O Climate Group, associação sem fins lucrativos, tem na Fórmula E um de seus embaixadores na missão de encontrar empresas comprometidas com a mudança da motorização a combustão para elétrica e ceder espaço a elas nas grandes cadeias industriais.

Ao lado da SandSi, organização cujo foco é incorporar ao meio esportivo a ideia de sustentabilidade, ajudou a abrir os olhos do mundo do automobilismo para uma necessidade global. A preservação ambiental passa pela colaboração de entidades relevantes, e o esporte é um porta-voz único, capaz de conversas com camadas sociais e etárias distintas em cada uma de suas modalidades.

O automobilismo é usado comumente como laboratórios das grandes marcas para implementar nas ruas ideias inovadoras testadas inicialmente nas pistas. O câmbio semiautomático, por exemplo, teve origem na Fórmula 1 na década de 1980, com a troca de marchas feita em um câmbio borboleta, nas laterais do volante.

“Somos o laboratório tecnológico que era a Fórmula 1 há 60 anos. O cinto de segurança, o sistema de refrigeração líquido, o freio ABS, tudo isso que se implementou nos carros de rua vieram da competição, da Fórmula 1″, relembra Buenaventura. “Agora, toda a tecnologia em volta da mobilidade elétrica ainda está engatinhando. Queremos baixar o peso das baterias, aumentar a autonomia e a recuperação de energia por meio do sistema de frenagem. Tem muitas coisas a se fazer. E todas estão em andamento na Fórmula E. Podemos comparar os carros da F-E de 2014 e de 2023, são completamente diferentes”.

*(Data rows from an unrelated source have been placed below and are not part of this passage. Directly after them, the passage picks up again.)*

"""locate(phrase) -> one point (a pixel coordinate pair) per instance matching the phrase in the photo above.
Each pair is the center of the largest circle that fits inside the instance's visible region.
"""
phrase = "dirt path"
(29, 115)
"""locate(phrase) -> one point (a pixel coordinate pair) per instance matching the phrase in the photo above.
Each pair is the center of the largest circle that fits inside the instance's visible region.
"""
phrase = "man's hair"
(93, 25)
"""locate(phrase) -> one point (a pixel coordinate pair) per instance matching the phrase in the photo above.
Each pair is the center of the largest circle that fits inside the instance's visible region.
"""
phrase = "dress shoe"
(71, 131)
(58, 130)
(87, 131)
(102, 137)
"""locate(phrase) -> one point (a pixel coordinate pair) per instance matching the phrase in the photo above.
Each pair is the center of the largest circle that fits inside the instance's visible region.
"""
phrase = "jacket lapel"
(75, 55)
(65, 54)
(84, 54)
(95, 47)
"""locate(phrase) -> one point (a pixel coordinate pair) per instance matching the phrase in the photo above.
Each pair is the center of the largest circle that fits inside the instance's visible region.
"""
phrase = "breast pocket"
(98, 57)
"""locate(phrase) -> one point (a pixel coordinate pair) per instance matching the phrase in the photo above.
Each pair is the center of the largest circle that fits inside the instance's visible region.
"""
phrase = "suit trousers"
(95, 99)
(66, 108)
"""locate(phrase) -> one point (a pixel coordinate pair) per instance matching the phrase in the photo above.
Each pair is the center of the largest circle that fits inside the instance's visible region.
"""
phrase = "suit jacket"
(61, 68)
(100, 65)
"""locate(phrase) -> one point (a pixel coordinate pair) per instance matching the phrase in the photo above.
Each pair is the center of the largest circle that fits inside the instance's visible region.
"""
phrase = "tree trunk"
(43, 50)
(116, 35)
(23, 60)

Outra invenção mais simples também começou nas pistas de corrida: o espelho retrovisor. O item foi utilizado pela primeira vez na edição inaugural das 500 milhas de Indianápolis, em 1911, e aos poucos foi sendo incorporado nos veículos de passeio e hoje são obrigatórios em qualquer carro.

Diante dos pormenores que compõem um regulamento de campeonato de esporte a motor, grandes marcas multinacionais observam com lupa como podem usufruir daquela competição para desenvolver melhorias que serão aplicadas futuramente no setor que mais lhe traz lucro: a venda de automóveis. “Seria negativo se na Fórmula E saíssem montadoras e não entrassem outras. Mas temos a Maserati, McLaren e conversas em andamento com mais dois ou três fabricantes. É um movimento comum”, analisa Buenaventura.

Com os investimentos, patrocínio e espaço para testar novidades, as empresas passam a se interessar em determinada categoria. Foi o que aconteceu favoravelmente com a Fórmula E desde sua origem e o que tornou a Fórmula 1, antagonicamente, um núcleo pouco interessante nesse mesmo período. Cabe à Fórmula E se manter competitiva sob o aspecto regulamentar para seguir atrativa para o desenvolvimento de tecnologias que tenham a sustentabilidade como pilar.